Normal distribution with standard deviation = I

4.7k Views Asked by At

Suppose a vector $\epsilon \in \mathbb R^d$ is a random vector drawn from the isotropic normal distribution:

$\epsilon$ ~ N$\mathcal(0, I)$

[As in Eq. 1.34 here.]

I suppose I is the identity matrix; I don't understand what it means to draw a vector out of a normal distribution with $\mu = 0$ and and $\sigma = I$ - i.e., when the standard deviation is a matrix. Any explanations to this?

2

There are 2 best solutions below

2
On BEST ANSWER

In this particular case, it means that you draw $d$ times a $N(0,1)$ (real) random variable, and these random variables are independent.

It means that $\varepsilon=(\varepsilon_1,\dots,\varepsilon_d)$, the $\varepsilon_i$ are independent, and are normally distributed, with variance $1$ and mean $0$.

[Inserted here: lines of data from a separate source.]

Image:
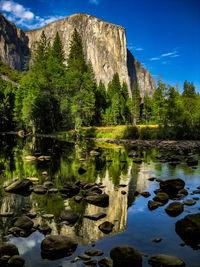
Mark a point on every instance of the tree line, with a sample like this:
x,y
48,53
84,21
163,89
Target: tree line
x,y
56,96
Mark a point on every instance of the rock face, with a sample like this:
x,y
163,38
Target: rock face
x,y
188,229
13,45
104,46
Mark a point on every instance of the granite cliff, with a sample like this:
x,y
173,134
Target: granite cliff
x,y
104,46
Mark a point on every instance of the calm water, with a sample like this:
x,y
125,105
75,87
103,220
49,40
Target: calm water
x,y
134,224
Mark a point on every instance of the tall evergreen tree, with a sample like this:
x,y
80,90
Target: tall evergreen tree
x,y
136,101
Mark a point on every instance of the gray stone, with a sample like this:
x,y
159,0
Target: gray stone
x,y
105,262
57,246
94,252
98,200
106,227
162,260
188,229
174,209
161,197
189,202
24,223
95,217
16,261
40,189
172,186
70,216
8,249
152,205
20,187
126,256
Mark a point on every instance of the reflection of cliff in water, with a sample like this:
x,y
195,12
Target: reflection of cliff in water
x,y
15,204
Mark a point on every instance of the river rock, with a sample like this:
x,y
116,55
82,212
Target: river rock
x,y
189,202
183,192
16,261
106,227
53,191
96,216
152,205
84,257
24,223
161,197
70,190
174,209
91,263
69,216
47,184
44,228
78,199
20,187
40,189
191,161
133,154
48,216
8,249
94,252
82,170
126,256
188,229
105,262
99,200
172,186
145,194
57,246
162,260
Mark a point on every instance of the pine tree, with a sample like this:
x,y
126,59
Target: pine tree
x,y
57,49
136,101
76,58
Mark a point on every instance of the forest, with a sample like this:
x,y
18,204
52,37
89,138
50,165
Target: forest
x,y
54,96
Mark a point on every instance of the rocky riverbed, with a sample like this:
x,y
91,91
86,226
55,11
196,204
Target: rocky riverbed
x,y
110,207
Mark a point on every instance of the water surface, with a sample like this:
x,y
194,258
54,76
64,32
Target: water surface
x,y
134,223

If you don't have the identity matrix but another symmetric positive $d\times d$ matrix $\Sigma_{ij}$, then you'd have $\Sigma_{ij}=Cov(\varepsilon_i,\varepsilon_j)$. You can also have a non-zero mean vector $\mu=(\mu_1,\dots,\mu_d)$, with $\mu_i=E(\varepsilon_i)$. In this case you'd write $\epsilon\sim N(\mu,\Sigma)$.

0
On

Technically, the definition of the vector Gaussian likelihood density when you have mean 0 and covariance matrix $K$ is proportional to $f(x) = e^{-(1/2)x^T K^{-1} x}$, with constant of proportionality determined by $K$ so that it is truly a probability density. This is just how it's defined, and if you know numerical sampling methods like MCMC then this is all you need to know to get samples. If $K = I$ this is saying that the random vector is simply a sample where each dimension is sampled as an independent $N(0,1)$ one-dimensional random variable. You can factor $f(x)$ in this case to see that this is true.

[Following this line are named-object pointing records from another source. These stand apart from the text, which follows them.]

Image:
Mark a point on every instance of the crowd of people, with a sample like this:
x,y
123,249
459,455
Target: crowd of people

However, it is a fact that any covariance matrix $K$ can be written as $K = A^TA$ for a square matrix $A$. Then, when you plug that into the density formula, you realize that a sample from this Gaussian can be obtained simply by sampling normal $N(0,1)$ independent individual variables, one for each dimension, call this random vector $y$ and then applying the linear transformation $x = Ay$ to get the sample from the Gaussian distribution with covariance matrix $K$. In practice this is how random samples are "efficiently" taken from an arbitrary Gaussian with covariance matrix $K$.